The question that matters most for brain health audiences is whether the kidney protection translates into measurable cognitive preservation. Several observational studies are underway, and the sustained post-discontinuation benefit seen in the EMPA-KIDNEY follow-up raises the intriguing possibility that SGLT2 inhibitors trigger durable biological changes rather than merely masking symptoms. If that holds up, we may be looking at a drug class that protects two of the organs most vulnerable to aging, the kidneys and the brain, through a single daily pill.

Conclusion

SGLT2 inhibitors have fundamentally changed the treatment landscape for chronic kidney disease, and the most significant development is that their benefits extend fully to patients without diabetes. Dapagliflozin and empagliflozin both carry FDA approval for CKD regardless of diabetes status, with clinical trials showing risk reductions of 29 to 39 percent for major kidney outcomes and a halving of the rate of kidney function decline. The evidence now extends to patients with stage 4 CKD and those with minimal proteinuria, populations once considered beyond the reach of these therapies.

For anyone managing or caring for a person with both kidney disease and cognitive concerns, the conversation with a nephrologist about SGLT2 inhibitors should happen sooner rather than later. The drugs are not without side effects, and they require attention to hydration and infection risk, particularly in older adults. But the magnitude of kidney protection, the durability of benefits even after discontinuation, and the potential downstream effects on brain health make this one of the most consequential pharmacological developments in years. Talk to your doctor, bring the trial names DAPA-CKD and EMPA-KIDNEY to the appointment, and ask whether these medications belong in the treatment plan.

Frequently Asked Questions

Can someone without diabetes really take a diabetes drug for kidney disease?

Yes. Both dapagliflozin (Farxiga) and empagliflozin (Jardiance) have FDA approval specifically for chronic kidney disease regardless of diabetes status.

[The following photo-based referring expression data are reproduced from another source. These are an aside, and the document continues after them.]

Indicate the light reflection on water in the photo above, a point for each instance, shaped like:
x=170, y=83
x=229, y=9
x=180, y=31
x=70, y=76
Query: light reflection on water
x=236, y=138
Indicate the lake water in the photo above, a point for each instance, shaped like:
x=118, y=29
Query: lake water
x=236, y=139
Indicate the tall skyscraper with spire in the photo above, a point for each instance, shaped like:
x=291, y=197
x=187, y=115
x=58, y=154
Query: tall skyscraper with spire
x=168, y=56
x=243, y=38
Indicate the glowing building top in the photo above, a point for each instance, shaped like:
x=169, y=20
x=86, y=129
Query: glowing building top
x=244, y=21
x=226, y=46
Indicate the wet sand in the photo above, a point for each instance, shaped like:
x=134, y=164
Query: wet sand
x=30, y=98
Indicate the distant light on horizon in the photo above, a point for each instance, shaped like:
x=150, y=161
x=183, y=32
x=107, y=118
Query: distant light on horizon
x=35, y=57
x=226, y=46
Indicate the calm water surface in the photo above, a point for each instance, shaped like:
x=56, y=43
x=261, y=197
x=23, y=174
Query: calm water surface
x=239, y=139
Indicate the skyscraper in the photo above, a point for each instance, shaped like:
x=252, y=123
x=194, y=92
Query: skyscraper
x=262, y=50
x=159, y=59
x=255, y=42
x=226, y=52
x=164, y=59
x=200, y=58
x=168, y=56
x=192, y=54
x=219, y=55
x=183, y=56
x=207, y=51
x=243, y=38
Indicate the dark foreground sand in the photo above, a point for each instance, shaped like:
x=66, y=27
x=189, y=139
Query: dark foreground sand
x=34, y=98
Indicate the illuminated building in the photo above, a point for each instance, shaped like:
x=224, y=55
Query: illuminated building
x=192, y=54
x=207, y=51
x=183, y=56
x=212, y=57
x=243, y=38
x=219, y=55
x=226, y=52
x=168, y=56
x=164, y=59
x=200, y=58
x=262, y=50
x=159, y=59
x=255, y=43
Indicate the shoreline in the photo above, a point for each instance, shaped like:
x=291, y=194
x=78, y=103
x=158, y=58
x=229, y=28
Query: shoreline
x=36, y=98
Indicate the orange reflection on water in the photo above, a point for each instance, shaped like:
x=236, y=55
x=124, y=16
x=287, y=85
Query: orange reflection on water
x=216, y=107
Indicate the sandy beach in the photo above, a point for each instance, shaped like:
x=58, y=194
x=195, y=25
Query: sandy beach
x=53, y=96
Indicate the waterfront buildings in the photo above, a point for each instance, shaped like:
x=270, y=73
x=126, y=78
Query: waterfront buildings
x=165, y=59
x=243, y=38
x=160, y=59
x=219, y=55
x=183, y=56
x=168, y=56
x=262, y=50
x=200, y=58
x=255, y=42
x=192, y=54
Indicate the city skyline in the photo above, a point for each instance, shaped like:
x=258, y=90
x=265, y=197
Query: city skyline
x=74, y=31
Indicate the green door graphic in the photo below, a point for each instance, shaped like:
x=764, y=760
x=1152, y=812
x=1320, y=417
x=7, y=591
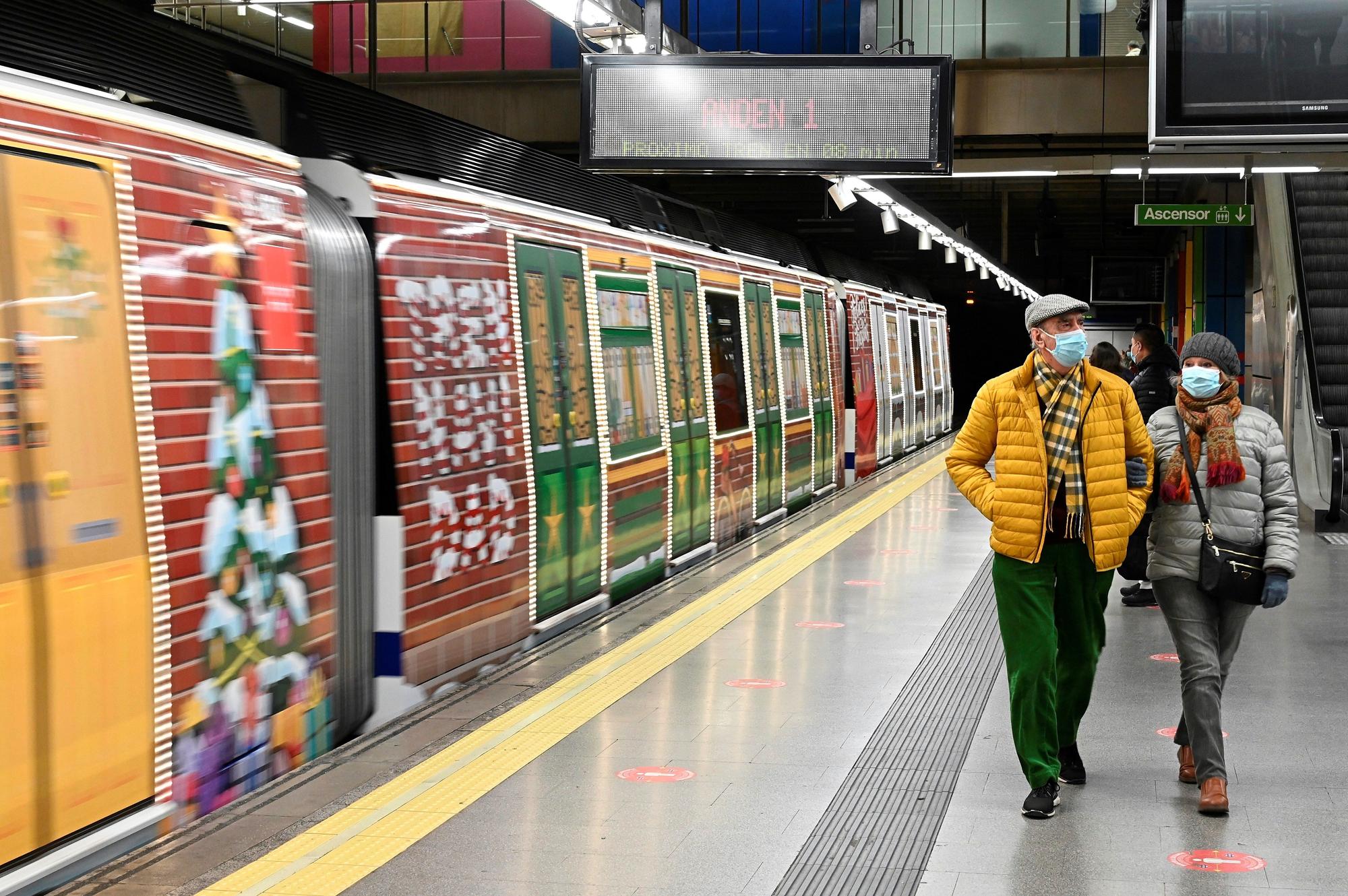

The kidney-protective mechanism is independent of blood sugar lowering.

What were the main risks for non-diabetic patients in clinical trials?

In the DAPA-CKD trial, no non-diabetic patients developed severe hypoglycemia or diabetic ketoacidosis. The most common side effects are genital yeast infections, urinary tract infections, and increased urination. Dehydration is a concern that requires monitoring.

How low can kidney function be before starting these drugs?

Both dapagliflozin and empagliflozin are FDA-approved for use down to an eGFR of 20 mL/min/1.73 m², which corresponds to stage 4 CKD. A newer trial has also shown benefits in non-diabetic stage 4 patients specifically.

Do the kidney benefits stop when you stop the medication?

Not immediately. Long-term follow-up from the EMPA-KIDNEY trial, published in February 2025, found that cardiorenal benefits continued for up to 12 months after empagliflozin was discontinued.

How do SGLT2 inhibitors compare to older kidney-protective drugs like ACE inhibitors?

They are used in addition to ACE inhibitors or ARBs, not as replacements. SGLT2 inhibitors reduce CKD progression risk by approximately 38 percent, while ACE inhibitors and ARBs typically offer 15 to 25 percent risk reduction. Combined, they provide stronger protection.

Does protecting the kidneys also protect the brain?

Chronic kidney disease is an independent risk factor for cognitive decline and vascular dementia. By slowing kidney function loss, SGLT2 inhibitors may reduce the cerebrovascular damage, hospitalizations, and metabolic disruptions that accelerate cognitive deterioration, though direct trial evidence for cognitive outcomes is still being gathered.